When it all becomes so convenient
Many gas stations across the country have convenience stores nowadays - combinations of corner stores and cafes that seek to solve all our problems. But in effect they replace the privately-owned restaurants and kiosks that once were the norm.
Gasoline retailer Sonol will put convenience stores in city centers next year, TheMarker reported today. Many gas stations across the country have convenience stores nowadays - combinations of corner stores and cafes that seek to solve all our problems. But in effect they replace the privately-owned restaurants and kiosks that once were the norm.
The first convenience stores were built a decade ago, but in the last three years their numbers have reached 600 nationwide, virtually all under the ownership of four big gasoline companies. Business writers use terms like "investment," "growth" and "expansion" to describe them. These labels are surely fitting for gas companies, which make considerable money from these stores, at which profit margins are often 30 to 70 percent. I fear, however, that for those Israelis who do not own gas companies, these stores are hardly convenient at all.
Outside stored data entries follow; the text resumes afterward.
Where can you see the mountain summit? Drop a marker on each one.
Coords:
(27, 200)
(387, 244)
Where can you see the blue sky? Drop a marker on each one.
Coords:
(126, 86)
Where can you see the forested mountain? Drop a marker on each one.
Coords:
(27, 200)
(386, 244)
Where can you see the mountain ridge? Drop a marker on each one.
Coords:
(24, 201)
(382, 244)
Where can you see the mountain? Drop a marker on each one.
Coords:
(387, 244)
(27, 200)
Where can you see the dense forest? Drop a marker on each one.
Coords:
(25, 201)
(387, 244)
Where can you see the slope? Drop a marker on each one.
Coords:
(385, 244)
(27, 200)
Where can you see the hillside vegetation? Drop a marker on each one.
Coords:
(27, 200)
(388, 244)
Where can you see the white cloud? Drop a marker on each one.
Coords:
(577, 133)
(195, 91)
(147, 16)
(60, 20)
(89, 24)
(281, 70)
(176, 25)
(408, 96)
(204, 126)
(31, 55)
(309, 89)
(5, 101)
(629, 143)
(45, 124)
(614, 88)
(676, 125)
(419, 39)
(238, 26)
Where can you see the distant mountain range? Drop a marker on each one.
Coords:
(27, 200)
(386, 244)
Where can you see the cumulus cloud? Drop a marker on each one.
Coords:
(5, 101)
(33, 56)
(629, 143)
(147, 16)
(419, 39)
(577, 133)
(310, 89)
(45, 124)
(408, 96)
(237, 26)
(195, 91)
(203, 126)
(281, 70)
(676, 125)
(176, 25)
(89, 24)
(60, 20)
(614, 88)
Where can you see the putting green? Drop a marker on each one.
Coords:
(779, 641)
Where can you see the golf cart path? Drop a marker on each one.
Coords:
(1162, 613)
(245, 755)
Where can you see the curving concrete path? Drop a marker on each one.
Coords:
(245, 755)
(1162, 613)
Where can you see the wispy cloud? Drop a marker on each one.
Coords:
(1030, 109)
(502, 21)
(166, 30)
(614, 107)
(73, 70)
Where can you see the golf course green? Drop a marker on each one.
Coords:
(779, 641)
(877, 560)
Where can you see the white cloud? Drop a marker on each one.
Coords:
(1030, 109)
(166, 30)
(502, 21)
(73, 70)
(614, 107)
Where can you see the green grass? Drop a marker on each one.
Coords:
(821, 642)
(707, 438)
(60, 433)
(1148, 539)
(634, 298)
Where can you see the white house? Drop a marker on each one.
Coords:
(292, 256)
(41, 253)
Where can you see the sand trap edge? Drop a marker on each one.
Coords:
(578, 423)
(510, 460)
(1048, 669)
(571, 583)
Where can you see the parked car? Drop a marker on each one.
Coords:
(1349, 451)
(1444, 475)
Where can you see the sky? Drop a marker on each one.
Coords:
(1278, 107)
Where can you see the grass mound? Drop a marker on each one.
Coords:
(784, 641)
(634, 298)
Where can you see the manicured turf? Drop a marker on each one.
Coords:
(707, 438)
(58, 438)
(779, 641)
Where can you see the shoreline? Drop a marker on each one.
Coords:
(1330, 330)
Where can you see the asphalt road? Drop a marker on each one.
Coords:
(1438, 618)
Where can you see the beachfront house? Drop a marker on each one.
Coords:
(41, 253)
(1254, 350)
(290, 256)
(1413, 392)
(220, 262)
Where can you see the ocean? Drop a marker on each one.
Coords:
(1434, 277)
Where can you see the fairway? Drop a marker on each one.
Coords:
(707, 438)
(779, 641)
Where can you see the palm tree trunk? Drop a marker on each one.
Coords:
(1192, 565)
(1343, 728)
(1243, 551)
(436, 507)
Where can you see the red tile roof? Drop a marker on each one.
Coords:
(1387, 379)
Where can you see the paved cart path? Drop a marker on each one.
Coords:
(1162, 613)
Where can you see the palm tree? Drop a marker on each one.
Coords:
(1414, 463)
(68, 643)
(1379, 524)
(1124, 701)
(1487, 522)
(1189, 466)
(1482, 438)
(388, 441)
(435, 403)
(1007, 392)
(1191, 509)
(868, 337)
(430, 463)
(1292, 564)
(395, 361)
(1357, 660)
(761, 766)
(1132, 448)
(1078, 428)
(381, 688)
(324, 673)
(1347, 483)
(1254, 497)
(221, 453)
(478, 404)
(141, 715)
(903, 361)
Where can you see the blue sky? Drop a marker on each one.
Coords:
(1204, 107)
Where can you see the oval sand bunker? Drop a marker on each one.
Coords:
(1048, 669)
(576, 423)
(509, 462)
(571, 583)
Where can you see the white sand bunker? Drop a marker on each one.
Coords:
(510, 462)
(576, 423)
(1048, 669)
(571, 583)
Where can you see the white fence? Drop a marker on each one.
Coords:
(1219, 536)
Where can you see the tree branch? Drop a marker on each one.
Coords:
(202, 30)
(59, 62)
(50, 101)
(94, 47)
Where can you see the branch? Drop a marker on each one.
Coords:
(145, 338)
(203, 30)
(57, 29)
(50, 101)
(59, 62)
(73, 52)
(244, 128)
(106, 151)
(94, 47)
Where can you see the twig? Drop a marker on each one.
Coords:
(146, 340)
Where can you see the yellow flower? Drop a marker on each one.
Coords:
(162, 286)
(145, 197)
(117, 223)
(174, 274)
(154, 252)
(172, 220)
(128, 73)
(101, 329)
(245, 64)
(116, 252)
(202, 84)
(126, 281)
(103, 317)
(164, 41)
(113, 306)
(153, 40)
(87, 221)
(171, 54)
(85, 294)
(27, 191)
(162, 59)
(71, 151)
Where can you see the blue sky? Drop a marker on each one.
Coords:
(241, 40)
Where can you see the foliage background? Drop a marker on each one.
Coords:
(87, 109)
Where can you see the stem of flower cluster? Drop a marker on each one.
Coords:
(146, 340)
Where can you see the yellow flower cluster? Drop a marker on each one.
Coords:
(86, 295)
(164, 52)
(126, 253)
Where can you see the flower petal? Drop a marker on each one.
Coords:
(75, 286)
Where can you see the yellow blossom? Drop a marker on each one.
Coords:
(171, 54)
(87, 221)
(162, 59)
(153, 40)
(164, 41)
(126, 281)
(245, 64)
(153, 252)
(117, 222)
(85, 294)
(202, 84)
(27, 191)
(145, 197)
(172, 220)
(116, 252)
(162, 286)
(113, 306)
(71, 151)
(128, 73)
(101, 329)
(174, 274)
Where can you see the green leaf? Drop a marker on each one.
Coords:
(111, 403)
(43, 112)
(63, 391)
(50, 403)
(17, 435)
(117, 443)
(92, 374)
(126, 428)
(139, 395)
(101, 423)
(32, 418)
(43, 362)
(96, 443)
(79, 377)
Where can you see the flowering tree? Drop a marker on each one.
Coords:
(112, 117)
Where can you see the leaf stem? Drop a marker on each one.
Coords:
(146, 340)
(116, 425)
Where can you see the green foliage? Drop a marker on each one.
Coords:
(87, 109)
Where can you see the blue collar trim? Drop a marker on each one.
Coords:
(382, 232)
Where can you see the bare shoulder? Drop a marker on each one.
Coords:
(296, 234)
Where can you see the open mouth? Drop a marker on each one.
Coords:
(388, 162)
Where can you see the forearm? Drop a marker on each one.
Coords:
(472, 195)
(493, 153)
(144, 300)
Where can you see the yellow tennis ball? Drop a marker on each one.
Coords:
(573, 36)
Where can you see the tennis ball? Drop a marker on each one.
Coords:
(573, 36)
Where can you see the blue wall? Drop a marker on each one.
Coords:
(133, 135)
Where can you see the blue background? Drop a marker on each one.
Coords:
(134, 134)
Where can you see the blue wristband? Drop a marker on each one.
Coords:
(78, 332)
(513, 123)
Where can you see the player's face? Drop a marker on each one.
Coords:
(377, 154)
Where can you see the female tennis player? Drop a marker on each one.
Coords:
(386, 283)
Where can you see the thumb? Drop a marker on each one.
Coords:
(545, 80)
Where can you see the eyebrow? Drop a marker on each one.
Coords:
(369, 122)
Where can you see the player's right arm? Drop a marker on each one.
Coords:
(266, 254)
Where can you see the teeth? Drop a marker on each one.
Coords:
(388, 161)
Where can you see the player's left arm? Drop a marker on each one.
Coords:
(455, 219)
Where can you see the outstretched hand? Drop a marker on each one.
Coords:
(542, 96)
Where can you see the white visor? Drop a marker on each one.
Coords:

First of all, the advent of convenience stores clearly does not pay off for the business owner who has lost his business. It's also less than advantageous for the workers, who previously toiled for an owner responsible for them and have now lost their jobs. Most convenience-store employees are very young, earn minimum wage and are easily coerced or manipulated. The stores don't even help the consumers paying the stores' particularly high prices.
Now convenience stores are infiltrating cities, as did the chain stores that "sprouted up" in every neighborhood at the expense of privately owned kiosks, many of which saw their profits plummet and were forced to close.
Why should a gas company, whose business is selling fuel, even bother with selling food and drinks rather than leave it to others? Alas, profits in the gas business are limited, business newspapers assure us empathetically. "Limited" in this case refers gas firm Paz's NIS 602 million in profits last year. Yes, turnover was NIS 17 billion, but NIS 300 million was distributed as dividends - that is, the CEO received a bit more than NIS 150 million. Limited profits indeed. Let's not forget that the industry's revenues are assured - the four major gas companies operate almost all Israel's filling stations, and it's almost impossible to put up a station that is not affiliated with them.
Of course there are some for whom convenience stores are indeed more convenient, a place where it's pleasant to spend money and the bathrooms are clean. But the price of this comfort is high - independent small business owners are replaced by weaker, dependent employees, and unique restaurants are replaced by identical food services. And then there is the greatest loss of all, solidarity. In place of the kiosk owner you got to know is a faceless procession of workers with whom you have no connection. Nor do you care about their fates.
It wouldn't even help if convenience stores could be prohibited by law - the greed that drives a corporation to continue increasing profits at any price would find another way of achieving the same result. Gas tycoons apparently feel no moral obligation to allow their employees to work honorably, or to allow others to earn their livelihoods while not under their control.